Li Xi, a senior algorithm engineer from Alibaba's Feizhu recommendation team, shares recent optimizations made in the recall stage of Feizhu's homepage "You May Like" feeds.
The Feizhu homepage feeds mix various material types (products, hotels, POI, videos, etc.) and rely on a multi‑stage recommendation pipeline (recall, coarse ranking, fine ranking). Recall serves as the first funnel, quickly filtering massive candidates to a manageable set for downstream ranking.
Current industrial practice uses multi‑path recall to ensure diversity, including I2I recall, attribute recall, geographic recall, travel‑status recall, hot recall, cold‑start and volume‑guarantee strategies, with vector recall being a key focus.
Vector recall models the problem as nearest‑neighbor search in a low‑dimensional embedding space learned for users and items, which has been shown to improve diversity and generalization.

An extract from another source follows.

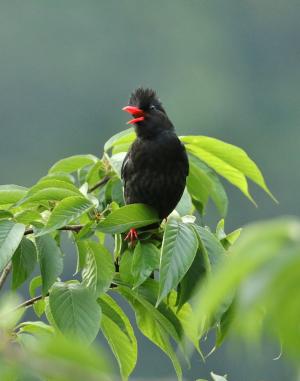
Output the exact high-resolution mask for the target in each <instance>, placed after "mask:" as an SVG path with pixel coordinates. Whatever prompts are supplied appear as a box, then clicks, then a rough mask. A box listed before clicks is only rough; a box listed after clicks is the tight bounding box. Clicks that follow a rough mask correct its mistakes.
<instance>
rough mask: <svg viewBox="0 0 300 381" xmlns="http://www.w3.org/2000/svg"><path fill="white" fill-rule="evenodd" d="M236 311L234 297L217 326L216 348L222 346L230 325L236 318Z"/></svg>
mask: <svg viewBox="0 0 300 381" xmlns="http://www.w3.org/2000/svg"><path fill="white" fill-rule="evenodd" d="M235 312H236V311H235V299H234V300H233V302H232V303H231V304H230V306H229V307H228V308H227V310H226V311H225V312H224V314H223V315H222V317H221V320H220V322H219V324H218V326H217V333H216V344H215V347H216V348H219V347H220V346H221V344H222V343H223V341H224V339H225V337H226V335H227V334H228V331H229V329H230V326H231V324H232V322H233V320H234V316H235Z"/></svg>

v1 – Dual‑Tower Model : A classic two‑tower architecture decouples user and item feature interactions. The user tower ingests basic user attributes, historical behavior sequences (processed with user‑attention), and context features to produce a user embedding. The item tower incorporates item attributes, statistical efficiency features, and sub‑material features (product, hotel, POI) via a gating mechanism, producing an item embedding. Training uses random negative sampling to mitigate sample‑selection bias between offline training and online exposure.
v2 – Enhanced‑Vector Dual‑Tower : Inspired by Meituan's approach, enhanced vectors are introduced on both towers to enable early feature interaction. The item‑side enhanced vector, representing aggregated information from all items a user has positively interacted with, yields measurable offline gains and online click‑through improvements, while the user‑side enhanced vector adds little benefit due to redundancy with existing behavior features.

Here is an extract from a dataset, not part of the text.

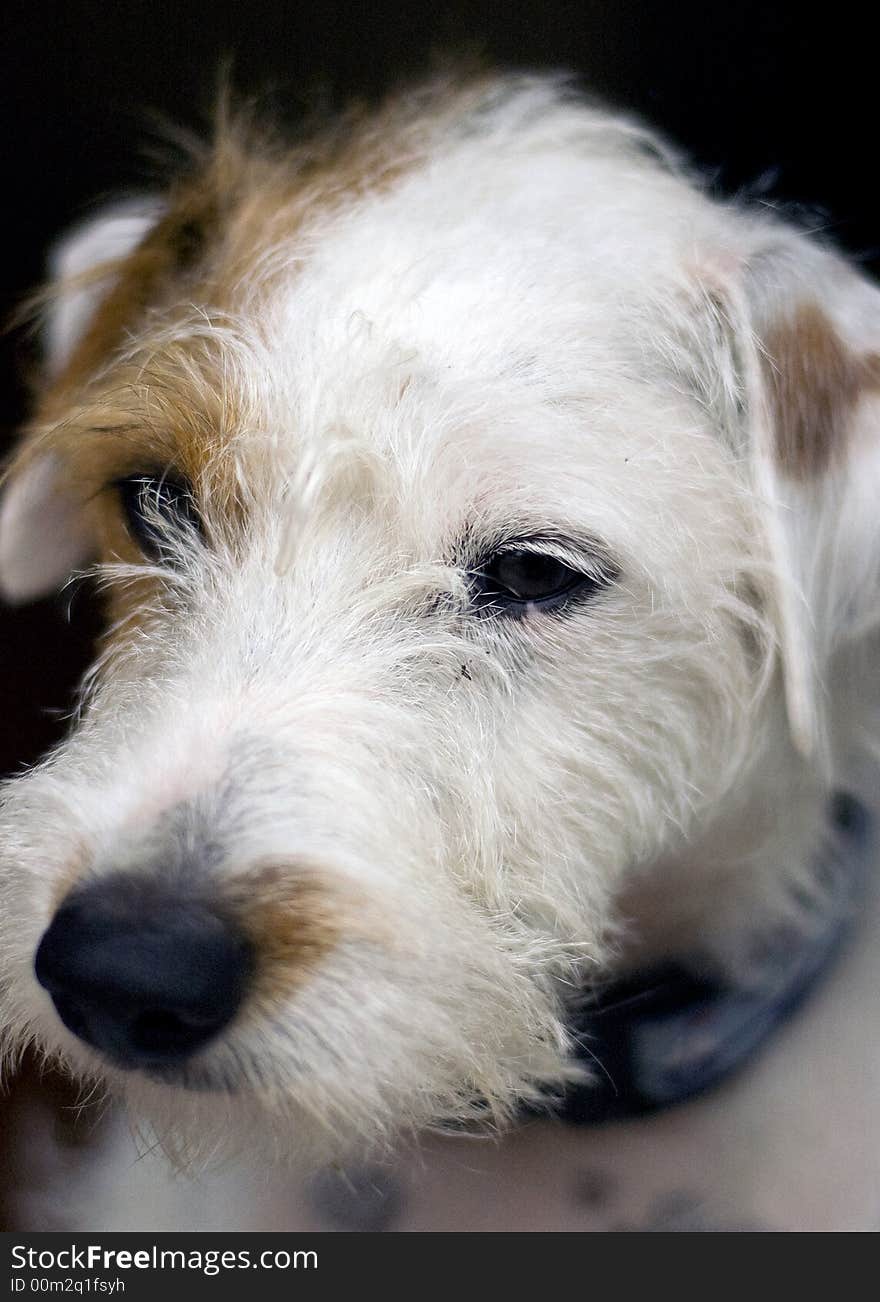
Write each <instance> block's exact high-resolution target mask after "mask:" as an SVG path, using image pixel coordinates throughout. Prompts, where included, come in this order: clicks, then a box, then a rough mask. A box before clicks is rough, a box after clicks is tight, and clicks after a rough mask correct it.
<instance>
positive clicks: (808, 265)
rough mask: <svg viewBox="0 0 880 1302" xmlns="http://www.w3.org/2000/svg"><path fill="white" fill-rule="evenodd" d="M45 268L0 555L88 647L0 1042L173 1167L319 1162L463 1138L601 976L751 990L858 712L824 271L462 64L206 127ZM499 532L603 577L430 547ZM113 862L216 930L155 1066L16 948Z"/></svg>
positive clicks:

v3 – Unbiased Recall Framework : To address bias in negative sampling, the team adopts an Inverse Propensity Weighting (IPW) scheme and multi‑task learning. The framework splits the candidate space into four mutually exclusive zones (clicked, exposed‑but‑not‑clicked, recalled‑but‑not‑exposed, never‑recalled) and assigns different weights to negatives from each zone. Two auxiliary tasks estimate the probabilities of transitioning from the full space to recall space and from recall space to exposure space, respectively. This work was presented as a short paper at SIGIR 2022.

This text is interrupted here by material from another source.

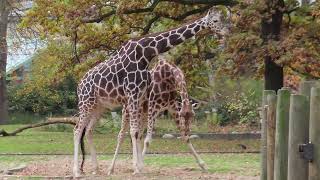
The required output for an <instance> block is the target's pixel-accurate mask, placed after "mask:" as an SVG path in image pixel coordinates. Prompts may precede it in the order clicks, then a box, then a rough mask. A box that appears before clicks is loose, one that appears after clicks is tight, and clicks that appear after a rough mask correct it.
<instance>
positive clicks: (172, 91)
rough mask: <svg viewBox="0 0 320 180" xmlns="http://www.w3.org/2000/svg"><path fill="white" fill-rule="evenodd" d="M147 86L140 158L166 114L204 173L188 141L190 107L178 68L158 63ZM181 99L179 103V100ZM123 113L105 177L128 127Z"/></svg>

v4 – State‑Aware Deep Recall : Recognizing that user travel state (seed, decision, pre‑travel, in‑travel) strongly influences preferences, the model predicts the next travel state and employs four expert networks, each specialized for a particular state. A state‑transition probability module processes historical click and state sequences, applies mean‑pooling and self‑attention, and outputs a probability distribution over the four states. State‑specific user embeddings are generated via feature‑level attention on user attributes and self‑attention on behavior sequences, then adaptively aggregated using the predicted state probabilities. The final similarity is computed by inner‑product of normalized user and item embeddings. This approach was presented at CIKM 2022.
Extensive offline experiments on Feizhu's internal data and public Taobao recommendation datasets show consistent superiority of each proposed version over baseline recall methods. Online A/B tests confirm stable click‑through rate gains when deploying the v3 and v4 models in Feizhu's "You May Like" sub‑scenes.
The presentation concludes with a thank‑you note to the audience.